À Dakar, ce jeudi, le ministre des Forces armées, le général Birame Diop, a livré un message fort sur l’évolution des enjeux sécuritaires en Afrique de l’Ouest. Représentant le chef de l’État, Bassirou Diomaye Faye, à l’ouverture du troisième colloque international du Centre des hautes études de défense et de sécurité (CHEDS), le ministre a affirmé que la souveraineté sur les ressources naturelles et les frontières africaines constitue désormais « un instrument stratégique de paix durable », bien au-delà de la traditionnelle préoccupation d’intégrité territoriale.
Selon le général Diop, la gestion des ressources et des frontières n’est plus seulement un impératif de défense, mais un levier central de stabilité interne et d’harmonisation des relations entre États de la sous-région. Il a insisté sur le fait qu’une gouvernance souveraine, transparente et équitable de l’eau, de la terre ou de l’énergie est fondamentale pour prévenir les tensions, renforcer la cohésion nationale et bâtir la confiance, autant à l’intérieur des pays qu’à l’échelle régionale.
Le ministre a rappelé que le président Bassirou Diomaye Faye attache une importance particulière à ces enjeux dans une approche « résolument centrée sur l’humain ». Cette orientation, a-t-il expliqué, s’inscrit dans une vision plus large de transformation institutionnelle et sociale, en phase avec les aspirations des populations et les défis contemporains.
Le colloque du CHEDS, qui réunit officiers, diplomates, universitaires et experts venus de divers pays d’Afrique de l’Ouest, se penche précisément sur ces transformations. Placée sous le thème « Gagner la paix en Afrique de l’Ouest : pour une gouvernance souveraine des ressources et des frontières », la rencontre vise à réfléchir aux conditions d’une gestion stratégique et responsable des ressources naturelles, considérée comme un pilier essentiel de la stabilité durable.
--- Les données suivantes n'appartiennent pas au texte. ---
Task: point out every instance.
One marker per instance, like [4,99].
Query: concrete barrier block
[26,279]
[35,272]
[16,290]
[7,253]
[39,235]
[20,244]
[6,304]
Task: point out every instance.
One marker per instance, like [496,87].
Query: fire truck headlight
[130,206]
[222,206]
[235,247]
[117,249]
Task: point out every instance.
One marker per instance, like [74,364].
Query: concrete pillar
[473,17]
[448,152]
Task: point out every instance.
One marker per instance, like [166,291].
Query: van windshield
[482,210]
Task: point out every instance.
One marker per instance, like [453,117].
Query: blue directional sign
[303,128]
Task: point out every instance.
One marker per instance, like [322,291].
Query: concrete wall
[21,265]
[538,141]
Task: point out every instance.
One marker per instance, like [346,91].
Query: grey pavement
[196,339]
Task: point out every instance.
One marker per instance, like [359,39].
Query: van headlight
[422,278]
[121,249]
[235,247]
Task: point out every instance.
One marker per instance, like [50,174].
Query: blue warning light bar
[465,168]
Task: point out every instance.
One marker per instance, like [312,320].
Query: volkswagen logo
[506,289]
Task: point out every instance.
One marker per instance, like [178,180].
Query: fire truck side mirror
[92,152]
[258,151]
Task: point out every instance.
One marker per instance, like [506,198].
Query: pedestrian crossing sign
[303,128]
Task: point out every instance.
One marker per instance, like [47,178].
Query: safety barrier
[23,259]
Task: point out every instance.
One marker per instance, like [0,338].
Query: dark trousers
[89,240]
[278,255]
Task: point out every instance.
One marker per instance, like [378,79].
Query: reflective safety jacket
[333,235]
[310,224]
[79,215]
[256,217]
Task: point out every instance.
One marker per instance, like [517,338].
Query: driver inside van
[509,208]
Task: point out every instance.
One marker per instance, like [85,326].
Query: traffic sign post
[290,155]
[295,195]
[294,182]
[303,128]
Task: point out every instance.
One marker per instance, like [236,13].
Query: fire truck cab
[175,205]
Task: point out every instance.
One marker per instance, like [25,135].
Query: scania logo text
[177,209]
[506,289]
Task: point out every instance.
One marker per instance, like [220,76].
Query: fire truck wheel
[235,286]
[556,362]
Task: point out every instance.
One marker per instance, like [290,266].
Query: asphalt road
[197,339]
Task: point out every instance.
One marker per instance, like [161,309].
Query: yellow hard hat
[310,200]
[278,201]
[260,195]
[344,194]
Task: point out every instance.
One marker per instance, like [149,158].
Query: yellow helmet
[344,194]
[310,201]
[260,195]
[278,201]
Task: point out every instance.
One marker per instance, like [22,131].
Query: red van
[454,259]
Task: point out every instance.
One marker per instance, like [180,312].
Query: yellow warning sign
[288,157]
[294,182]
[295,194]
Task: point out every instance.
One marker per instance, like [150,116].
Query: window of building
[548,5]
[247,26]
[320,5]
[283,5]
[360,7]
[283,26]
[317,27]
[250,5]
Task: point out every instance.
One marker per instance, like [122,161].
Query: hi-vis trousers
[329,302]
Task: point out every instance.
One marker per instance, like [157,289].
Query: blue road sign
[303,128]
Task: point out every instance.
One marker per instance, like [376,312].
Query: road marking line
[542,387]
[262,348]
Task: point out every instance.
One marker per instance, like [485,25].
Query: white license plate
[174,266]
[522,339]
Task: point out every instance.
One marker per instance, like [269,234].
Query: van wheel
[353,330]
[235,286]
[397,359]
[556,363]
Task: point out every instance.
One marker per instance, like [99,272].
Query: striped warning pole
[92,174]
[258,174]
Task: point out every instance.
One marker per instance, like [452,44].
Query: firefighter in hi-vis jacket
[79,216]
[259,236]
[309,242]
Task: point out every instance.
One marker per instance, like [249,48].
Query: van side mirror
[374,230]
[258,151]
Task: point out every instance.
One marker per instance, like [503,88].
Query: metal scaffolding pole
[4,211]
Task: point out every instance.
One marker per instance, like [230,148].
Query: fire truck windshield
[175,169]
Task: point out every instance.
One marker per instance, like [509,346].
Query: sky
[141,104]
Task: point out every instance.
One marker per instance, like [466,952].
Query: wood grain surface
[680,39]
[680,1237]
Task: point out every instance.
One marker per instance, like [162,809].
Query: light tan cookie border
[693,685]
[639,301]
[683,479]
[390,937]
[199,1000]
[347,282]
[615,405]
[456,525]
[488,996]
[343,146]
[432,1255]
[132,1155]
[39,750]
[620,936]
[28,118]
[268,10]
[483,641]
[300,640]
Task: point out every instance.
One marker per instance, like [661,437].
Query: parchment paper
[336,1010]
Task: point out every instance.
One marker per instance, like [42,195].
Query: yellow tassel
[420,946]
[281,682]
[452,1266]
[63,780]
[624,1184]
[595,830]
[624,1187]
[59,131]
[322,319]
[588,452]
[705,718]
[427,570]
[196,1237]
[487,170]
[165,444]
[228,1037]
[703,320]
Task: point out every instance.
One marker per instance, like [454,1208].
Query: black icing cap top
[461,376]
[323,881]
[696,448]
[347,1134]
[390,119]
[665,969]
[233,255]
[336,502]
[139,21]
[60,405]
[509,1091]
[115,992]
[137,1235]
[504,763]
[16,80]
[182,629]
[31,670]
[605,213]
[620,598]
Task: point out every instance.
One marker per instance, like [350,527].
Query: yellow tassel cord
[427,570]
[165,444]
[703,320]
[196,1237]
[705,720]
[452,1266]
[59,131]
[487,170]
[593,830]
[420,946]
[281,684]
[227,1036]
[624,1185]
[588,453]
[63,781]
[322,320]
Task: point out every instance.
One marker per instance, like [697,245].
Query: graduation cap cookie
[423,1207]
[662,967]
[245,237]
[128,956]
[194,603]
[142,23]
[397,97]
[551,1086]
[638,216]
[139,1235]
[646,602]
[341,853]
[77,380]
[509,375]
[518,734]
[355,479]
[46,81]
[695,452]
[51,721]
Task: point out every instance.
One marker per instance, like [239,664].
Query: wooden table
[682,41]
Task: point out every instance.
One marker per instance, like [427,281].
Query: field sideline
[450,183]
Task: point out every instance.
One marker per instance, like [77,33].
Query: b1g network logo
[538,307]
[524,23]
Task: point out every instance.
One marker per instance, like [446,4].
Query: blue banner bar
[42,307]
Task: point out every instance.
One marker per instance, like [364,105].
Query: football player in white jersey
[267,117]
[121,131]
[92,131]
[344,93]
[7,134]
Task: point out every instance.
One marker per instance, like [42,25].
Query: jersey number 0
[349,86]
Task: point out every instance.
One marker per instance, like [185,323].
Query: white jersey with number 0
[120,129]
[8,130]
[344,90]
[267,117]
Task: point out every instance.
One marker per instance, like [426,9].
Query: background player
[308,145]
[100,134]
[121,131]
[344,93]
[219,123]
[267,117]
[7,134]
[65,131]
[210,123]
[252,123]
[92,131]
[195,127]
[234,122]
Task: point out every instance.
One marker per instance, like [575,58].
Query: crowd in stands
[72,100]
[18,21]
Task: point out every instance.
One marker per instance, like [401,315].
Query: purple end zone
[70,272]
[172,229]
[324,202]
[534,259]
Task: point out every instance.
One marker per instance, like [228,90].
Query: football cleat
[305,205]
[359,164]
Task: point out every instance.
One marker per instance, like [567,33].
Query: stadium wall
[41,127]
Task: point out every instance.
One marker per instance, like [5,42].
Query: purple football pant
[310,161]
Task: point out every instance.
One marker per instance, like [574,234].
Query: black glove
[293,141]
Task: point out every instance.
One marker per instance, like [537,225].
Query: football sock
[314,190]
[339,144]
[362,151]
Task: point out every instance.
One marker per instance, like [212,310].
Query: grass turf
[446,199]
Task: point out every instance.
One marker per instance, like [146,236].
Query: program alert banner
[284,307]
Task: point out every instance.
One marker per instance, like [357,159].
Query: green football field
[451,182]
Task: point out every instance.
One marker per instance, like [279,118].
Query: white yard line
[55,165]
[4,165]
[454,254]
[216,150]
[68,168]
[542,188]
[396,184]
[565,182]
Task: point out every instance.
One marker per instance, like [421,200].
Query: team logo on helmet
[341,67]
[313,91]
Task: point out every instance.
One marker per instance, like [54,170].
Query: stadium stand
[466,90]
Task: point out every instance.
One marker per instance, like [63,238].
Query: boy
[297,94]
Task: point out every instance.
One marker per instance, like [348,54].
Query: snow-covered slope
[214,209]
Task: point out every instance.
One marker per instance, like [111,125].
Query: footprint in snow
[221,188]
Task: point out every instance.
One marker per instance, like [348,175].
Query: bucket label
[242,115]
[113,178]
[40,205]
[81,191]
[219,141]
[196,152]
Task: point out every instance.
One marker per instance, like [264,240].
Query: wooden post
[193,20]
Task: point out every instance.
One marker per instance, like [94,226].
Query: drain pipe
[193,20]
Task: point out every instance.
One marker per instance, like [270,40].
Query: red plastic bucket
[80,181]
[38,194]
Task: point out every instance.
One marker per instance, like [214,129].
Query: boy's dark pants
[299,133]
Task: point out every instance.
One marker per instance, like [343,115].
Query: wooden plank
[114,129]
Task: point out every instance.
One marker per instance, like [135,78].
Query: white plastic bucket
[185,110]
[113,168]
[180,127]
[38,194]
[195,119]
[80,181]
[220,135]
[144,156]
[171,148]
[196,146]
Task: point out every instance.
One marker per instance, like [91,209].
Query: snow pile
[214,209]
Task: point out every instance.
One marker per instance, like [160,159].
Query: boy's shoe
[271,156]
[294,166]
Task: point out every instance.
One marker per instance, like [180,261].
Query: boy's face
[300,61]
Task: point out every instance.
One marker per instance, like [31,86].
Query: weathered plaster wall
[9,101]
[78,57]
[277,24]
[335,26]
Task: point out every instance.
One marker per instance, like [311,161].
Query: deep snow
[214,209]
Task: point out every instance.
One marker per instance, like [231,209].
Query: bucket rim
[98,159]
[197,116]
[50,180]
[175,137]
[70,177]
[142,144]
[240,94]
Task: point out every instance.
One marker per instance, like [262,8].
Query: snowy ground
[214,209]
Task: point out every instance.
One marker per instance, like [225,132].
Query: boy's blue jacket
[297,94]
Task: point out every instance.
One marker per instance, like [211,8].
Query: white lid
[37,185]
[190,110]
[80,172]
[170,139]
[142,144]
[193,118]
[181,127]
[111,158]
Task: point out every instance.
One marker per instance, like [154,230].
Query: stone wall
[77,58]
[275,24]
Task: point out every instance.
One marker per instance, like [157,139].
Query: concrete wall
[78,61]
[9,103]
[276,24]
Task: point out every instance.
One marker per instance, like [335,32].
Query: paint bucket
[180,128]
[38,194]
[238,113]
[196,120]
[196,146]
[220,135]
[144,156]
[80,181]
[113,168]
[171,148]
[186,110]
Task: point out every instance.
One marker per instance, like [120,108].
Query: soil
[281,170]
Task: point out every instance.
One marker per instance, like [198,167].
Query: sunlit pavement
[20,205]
Le général Diop a également salué l’engagement du professeur Abdoulaye Bathily, conférencier invité, dont la médiation entre l’Alliance des États du Sahel (AES) et la CEDEAO a contribué à réduire les tensions dans une région secouée par les crises politiques, sécuritaires et diplomatiques. Il a souligné que de telles initiatives démontrent l’importance de solutions endogènes basées sur le dialogue et la solidarité.
Dans son intervention, le ministre des Forces armées a par ailleurs insisté sur la nécessité d’investir massivement dans le numérique, l’innovation et le capital humain. Pour lui, la sécurité collective et la paix durable reposent autant sur la maîtrise des technologies stratégiques que sur la formation des citoyens et des institutions. Il a rappelé qu’« aucune nation, aussi puissante soit-elle, ne peut relever seule les défis » multiformes auxquels l’Afrique de l’Ouest est confrontée, qu’il s’agisse des menaces terroristes, des pressions migratoires, des rivalités économiques ou des conflits liés aux ressources.